Your Name Is a Challenge
by Pastor George Van Alstine
It’s fun to look up the meanings of our first names and see if the name fits the person who answers to it. In my immediate family, I live among people whose names mean things like “Praise,” “God Is Gracious,” “Crown,” and “Princess.” My name, “George,” means “Farmer,” so you can see what my place is in the family pecking-order.
Most of us were given positive, hopeful names by our loving parents. Maybe we should take stock at this point in our lives to see if we’re living up to their expectations. If not, let’s accept the challenge to be more like the person our name promises.
Unfortunately, some of us have given a more limiting meaning to the name we bear. Instead of living up to the name, we’ve been bringing the name down from it’s original lofty meaning by living an uninspired life.
I remember when Judy and I were considering names for our soon-to-be-adopted son. She suggested “Mark,” but that really turned me off. When we discussed our different perspectives, it became clear that to Judy “Mark” denoted a close friend and hunting buddy of her brothers, a big, strapping guy who had done military service as a paratrooper. By contrast, my “Mark” image was associated with a little mousy guy in high school who hardly ever spoke.
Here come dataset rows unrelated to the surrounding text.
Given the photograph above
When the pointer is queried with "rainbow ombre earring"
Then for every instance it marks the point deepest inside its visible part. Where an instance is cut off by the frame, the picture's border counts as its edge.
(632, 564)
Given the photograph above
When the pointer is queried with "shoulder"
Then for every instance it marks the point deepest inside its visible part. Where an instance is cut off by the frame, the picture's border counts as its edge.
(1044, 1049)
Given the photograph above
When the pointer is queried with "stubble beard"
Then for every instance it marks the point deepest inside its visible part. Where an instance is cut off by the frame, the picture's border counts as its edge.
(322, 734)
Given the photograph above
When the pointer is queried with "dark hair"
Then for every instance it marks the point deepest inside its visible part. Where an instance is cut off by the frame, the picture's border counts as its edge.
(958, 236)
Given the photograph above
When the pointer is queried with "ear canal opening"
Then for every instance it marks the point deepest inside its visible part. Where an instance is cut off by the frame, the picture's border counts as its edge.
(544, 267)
So we backed off of “Mark,” and when Judy suggested “Steve,” I thought that had a nice ring to it, so I agreed. It was years later that it dawned on me that Judy’s first boyfriend had been a “Steve.” Some coincidence!
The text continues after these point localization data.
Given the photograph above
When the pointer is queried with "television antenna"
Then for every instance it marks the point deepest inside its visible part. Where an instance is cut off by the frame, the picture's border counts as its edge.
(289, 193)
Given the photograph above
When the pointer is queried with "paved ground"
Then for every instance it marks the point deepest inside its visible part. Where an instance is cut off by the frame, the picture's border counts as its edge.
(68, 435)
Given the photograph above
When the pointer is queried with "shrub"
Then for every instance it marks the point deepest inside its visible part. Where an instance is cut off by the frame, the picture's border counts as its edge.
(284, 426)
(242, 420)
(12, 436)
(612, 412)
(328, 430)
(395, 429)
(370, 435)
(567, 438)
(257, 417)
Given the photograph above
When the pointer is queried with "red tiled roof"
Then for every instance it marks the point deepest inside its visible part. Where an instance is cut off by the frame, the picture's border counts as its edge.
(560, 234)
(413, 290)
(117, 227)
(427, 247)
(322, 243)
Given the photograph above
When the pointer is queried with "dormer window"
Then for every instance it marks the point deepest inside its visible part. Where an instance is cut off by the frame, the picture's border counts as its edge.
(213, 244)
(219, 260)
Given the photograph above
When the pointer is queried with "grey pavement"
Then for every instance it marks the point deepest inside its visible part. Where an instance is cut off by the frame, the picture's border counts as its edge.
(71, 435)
Well, however you got to be who you are, you don’t have to be stuck there. You can give new meaning to your tired old name. By living life victoriously, you can put so much positive content into that name that people begin to give your first name to their babies. (Although, if your name is “George,” don’t hold your breath.)
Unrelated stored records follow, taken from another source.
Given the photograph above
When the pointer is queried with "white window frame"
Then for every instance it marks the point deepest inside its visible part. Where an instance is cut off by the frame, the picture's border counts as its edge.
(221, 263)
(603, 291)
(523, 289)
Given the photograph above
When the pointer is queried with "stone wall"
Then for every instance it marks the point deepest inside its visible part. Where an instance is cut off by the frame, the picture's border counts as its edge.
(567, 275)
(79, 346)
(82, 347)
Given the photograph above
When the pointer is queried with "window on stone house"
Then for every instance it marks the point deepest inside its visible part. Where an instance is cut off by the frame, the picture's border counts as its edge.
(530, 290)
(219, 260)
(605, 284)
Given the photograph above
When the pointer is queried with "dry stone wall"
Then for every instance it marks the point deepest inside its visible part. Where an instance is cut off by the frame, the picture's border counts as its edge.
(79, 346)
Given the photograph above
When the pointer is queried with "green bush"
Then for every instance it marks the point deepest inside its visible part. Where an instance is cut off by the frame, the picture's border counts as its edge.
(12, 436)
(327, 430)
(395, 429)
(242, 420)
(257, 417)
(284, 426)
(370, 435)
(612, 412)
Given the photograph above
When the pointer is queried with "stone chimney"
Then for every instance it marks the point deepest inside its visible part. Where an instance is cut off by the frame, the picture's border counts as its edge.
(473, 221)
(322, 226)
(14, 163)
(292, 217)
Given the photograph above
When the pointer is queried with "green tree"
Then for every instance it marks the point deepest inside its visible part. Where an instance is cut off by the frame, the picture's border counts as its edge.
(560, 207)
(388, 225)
Or you can go even farther. You can choose a new first name that sets a course for the renewed life you, with God’s help, are determined to live. There are some significant name changes in the Bible, the most dramatic of which are “Jacob” to “Israel,” “Simon” to “Peter,” and “Saul” to “Paul.” In each case, the new name was associated with either personal conversion or a special divine calling, and in the Biblical accounts, the men involved took aggressive action to move in the direction God was pointing.
You don’t have to tell the world about your new name. Prayerfully consider what God is calling you to do to step out of your old limitations and into the new paths he has prepared for you. Review Biblical stories or names of people whose positive Christian lives you admire. Or you may even go through a list of the meanings of baby first names until you find one that expresses the call you are feeling.
Pin this new name tag on yourself, where only you and God can see it. Then look at it often, reminding yourself of the challenge it contains, until it becomes the symbol of the new you. As this new you begins to feel comfortable, you may want to share it with a couple of friends so they can remind you at crucial moments of the person you are becoming.